Objective_function.Properties.regularization module

Description

This module defines the ParaMol.Objective_function.Properties.regularization.Regularization class, which is a ParaMol representation of the regularization property.

class ParaMol.Objective_function.Properties.regularization.Regularization(initial_parameters_values, prior_widths, method, weight=1.0, scaling_factor=1.0, hyperbolic_beta=0.01)

Bases: ParaMol.Objective_function.Properties.property.Property

ParaMol representation of the regularization property.

Parameters
  • initial_parameters_values (list or np.array of floats) – List or np.array containing the initial parameters’ values.

  • prior_widths (list or np.array of floats) – List or np.array containing the prior width of each parameter.

  • method (str) – Type of regularization. Options are ‘L1’, ‘L2’ or ‘hyperbolic’ (‘hyperbolic’ only for RESP calculations)

  • weight (float) – Weight of this property in the objective function.

  • scaling_factor (float) – Scaling factor of the regularization value.

  • hyperbolic_beta (float) – Hyperbolic beta value. Only used if method is hyperbolic.

Variables
  • name (str) – ‘REGULARIZATION’

  • systems (list of ParaMol.System.system.ParaMolSystem) – List of ParaMol Systems. Currently not used and it is set to None.

  • units (str) – ‘ADIMENSIONAL’

  • value (float) – Current value of this property

  • weight (float) – Weight of this property in the objective function.

_hyperbolic_regularization(current_parameters, a=None, b=None)

Method that computes the value of the hyperbolic regularization.

Parameters
  • current_parameters (list of floats) – Lists containing the optimizable values of the parameters.

  • a (float, default=`None`) – a parameter (scaling factor). If not None, instance attribute self._scaling_factor is ignored.

  • b (float, default=`None`) – Hyperbolic beta parameter. If not None, instance attribute self._hyperbolic_beta is ignored.

Notes

\(hyperbolic = a\sum_{m}^{N_{charges}} ((q_m^2 + b^2 )^{1/2} - b)\)

Returns

value (float) – Value of the regularization.

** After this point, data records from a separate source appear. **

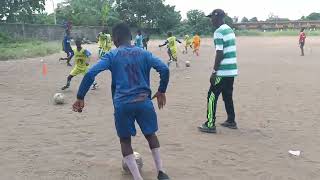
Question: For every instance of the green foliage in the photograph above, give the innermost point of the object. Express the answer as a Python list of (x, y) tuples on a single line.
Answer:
[(254, 19), (148, 14), (28, 49), (4, 38), (20, 10), (83, 12), (313, 16)]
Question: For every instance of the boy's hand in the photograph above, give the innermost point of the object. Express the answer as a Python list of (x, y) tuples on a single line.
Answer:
[(78, 106), (161, 98)]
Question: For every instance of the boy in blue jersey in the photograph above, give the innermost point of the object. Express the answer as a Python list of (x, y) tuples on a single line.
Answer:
[(66, 46), (130, 68), (138, 41)]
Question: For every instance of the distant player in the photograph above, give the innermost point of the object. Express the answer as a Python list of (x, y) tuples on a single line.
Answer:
[(138, 41), (66, 46), (81, 63), (145, 42), (224, 71), (188, 43), (196, 44), (302, 40), (105, 42), (171, 43), (130, 69)]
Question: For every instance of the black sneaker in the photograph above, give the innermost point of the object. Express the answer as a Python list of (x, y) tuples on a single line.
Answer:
[(65, 87), (163, 176), (231, 125), (204, 128)]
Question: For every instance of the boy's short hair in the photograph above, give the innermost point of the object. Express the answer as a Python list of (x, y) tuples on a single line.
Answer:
[(122, 32), (105, 30), (78, 41)]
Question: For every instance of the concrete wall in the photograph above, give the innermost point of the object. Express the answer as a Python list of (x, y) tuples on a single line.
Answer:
[(48, 32)]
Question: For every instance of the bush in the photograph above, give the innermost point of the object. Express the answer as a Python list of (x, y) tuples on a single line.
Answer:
[(27, 49)]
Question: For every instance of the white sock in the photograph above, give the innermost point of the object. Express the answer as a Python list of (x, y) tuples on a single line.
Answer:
[(157, 159), (133, 167)]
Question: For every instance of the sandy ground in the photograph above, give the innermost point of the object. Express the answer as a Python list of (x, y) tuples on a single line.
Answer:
[(277, 104)]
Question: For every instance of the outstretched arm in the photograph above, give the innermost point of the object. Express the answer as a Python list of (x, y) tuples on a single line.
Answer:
[(87, 81), (165, 43)]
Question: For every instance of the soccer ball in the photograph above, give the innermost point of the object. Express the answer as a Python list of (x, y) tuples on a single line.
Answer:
[(188, 64), (58, 98), (139, 161)]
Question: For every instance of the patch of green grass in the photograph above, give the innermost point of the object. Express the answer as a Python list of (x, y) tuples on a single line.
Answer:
[(27, 49), (275, 33)]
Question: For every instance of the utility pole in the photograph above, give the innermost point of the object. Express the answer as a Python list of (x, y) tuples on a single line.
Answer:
[(54, 12)]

_l1_regularization(current_parameters, a=None)

Method that computes the value of the L1 regularization.

Parameters
  • current_parameters (list of floats) – Lists containing the optimizable values of the parameters.

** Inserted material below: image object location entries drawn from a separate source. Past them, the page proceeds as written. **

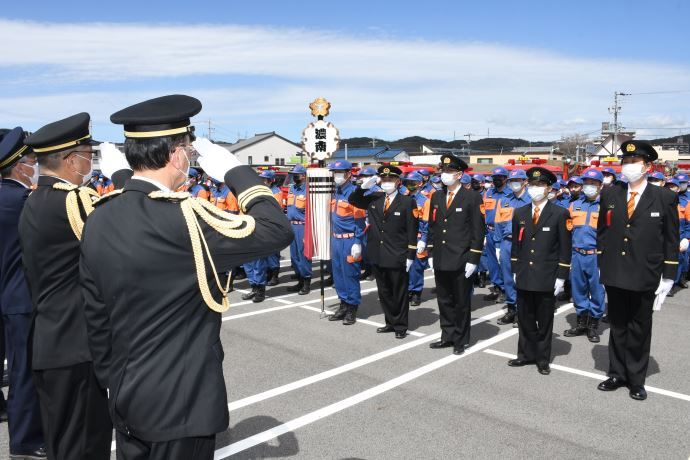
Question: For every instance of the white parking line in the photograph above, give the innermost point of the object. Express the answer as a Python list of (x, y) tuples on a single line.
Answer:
[(346, 367), (324, 412), (593, 375)]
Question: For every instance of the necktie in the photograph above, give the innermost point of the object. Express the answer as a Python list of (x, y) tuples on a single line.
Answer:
[(631, 204)]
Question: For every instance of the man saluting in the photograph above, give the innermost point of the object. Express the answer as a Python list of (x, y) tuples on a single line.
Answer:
[(151, 265)]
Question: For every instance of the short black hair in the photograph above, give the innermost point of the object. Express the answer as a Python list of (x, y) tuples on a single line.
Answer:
[(153, 153)]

  • a (float, default=`None`) – a parameter (scaling factor). If not None, instance attribute self._scaling_factor is ignored.

Notes

\(L1 = a|param-param_0|\) where a is a scaling factor.

Returns

value (float) – Value of the regularization.

_l2_regularization(current_parameters, a=None)

Method that computes the value of the L2 regularization.

Parameters
  • current_parameters (list of floats) – Lists containing the optimizable values of the parameters.

  • a (float, default=`None`) – a parameter (scaling factor). If not None, instance attribute self._scaling_factor is ignored.

Notes

\(L2 = a(param-param_0)^2\) where a is a scaling factor.

Returns

value (float) – Value of the regularization.

calculate_property(current_parameters, a=None, b=None)

Method that wraps private regularization methods in order to calculate the regularization term of the objective function.

Parameters
  • current_parameters (list of floats) – Lists containing the optimizable values of the parameters.

  • a (float, default=`None`) – a parameter (scaling factor). If not None, instance attribute self._scaling_factor is ignored.

  • b (float, default=`None`) – Hyperbolic beta parameter. If not None, instance attribute self._hyperbolic_beta is ignored.

Returns

float – Regularization value.

set_initial_parameters_values(initial_parameters_values)

Method that sets the initial parameters’ values as a private attribute of this instance.

Parameters

initial_parameters_values (list or np.array of floats) – List or np.array containing the initial parameters’ values.

Returns

initial_parameters_values (list of floats) – List containing the prior width of each parameter (private attribute).

set_prior_widths(prior_widths)

Method that sets the prior widths of the variables as a private attribute of this instance.

Parameters

prior_widths (list or np.array of floats) – List or np.array containing the prior width of each parameter.

Returns

prior_widths (list of floats) – List containing the prior width of each parameter (private attribute).